I could tell it would prove a useful tool in the future, but not in this case. The farm in question is in southern Michigan – not in one of the six states covered. I looked up that state’s climate office website, and it didn’t prove nearly as user friendly as ours. So, I decided to take a different route and use the information provided by her local National Weather Service office.
Grand Rapids, Michigan, issues a climatological report annually for some of it’s official reporting sites. Battle Creek was the closest to the farm. I looked at the data for 2017 and 2016, and the info was pretty consistent with the average direction between the two years being just six degrees apart. In case you’re wondering, those degrees refer to the 360 degrees of direction on a compass with zero or 360 degrees being north and 180 degrees being south.

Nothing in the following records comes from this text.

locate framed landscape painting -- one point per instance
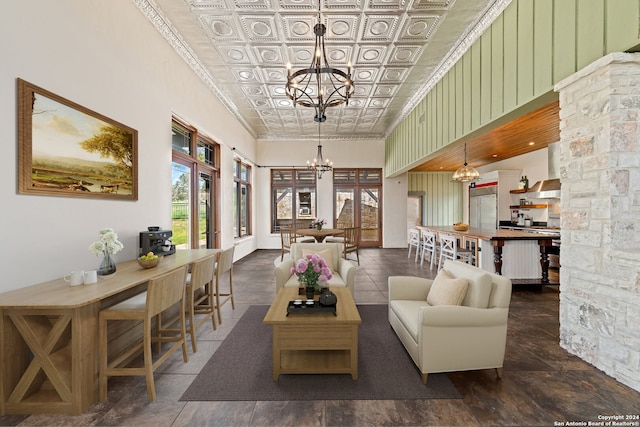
(67, 150)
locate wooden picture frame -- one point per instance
(65, 149)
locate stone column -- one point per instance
(600, 215)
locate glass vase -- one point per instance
(107, 266)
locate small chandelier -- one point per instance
(319, 165)
(320, 86)
(465, 173)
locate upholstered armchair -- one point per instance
(456, 322)
(344, 271)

Meteorologists usually refer to the direction from which the wind is coming. A wind direction of 241 degrees means that the wind is coming from the west-southwest and blowing toward the east-northeast. In this case, we are considering the average wind direction over the course of the year, and without a wind rose to give more detail, there are some assumptions being made. We’re assuming over the long term, she’ll see the wind coming from that general direction. One thing to keep in mind with averages though, is that sometimes it takes extremes to get that average.
Cape Hatteras is a good case in point for wind extremes while Raleigh-Durham International Airport is an example of the typical direction being closer to average. Cape Hatteras has greater exposure to tropical cyclones and nor’easters and diurnal wind oscillations – meaning sea breezes and land breezes. With the exception of the occasional tropical system reaching inland, RDU’s winds tend to be generated by land-based weather systems and its piedmont geography. You can look at the wind roses for each location to see the similarities and differences.
By sharing this information, I hope to give you the ability to do your own research using recorded observational data and tools your tax dollars are backing. This is publicly-supported science at work!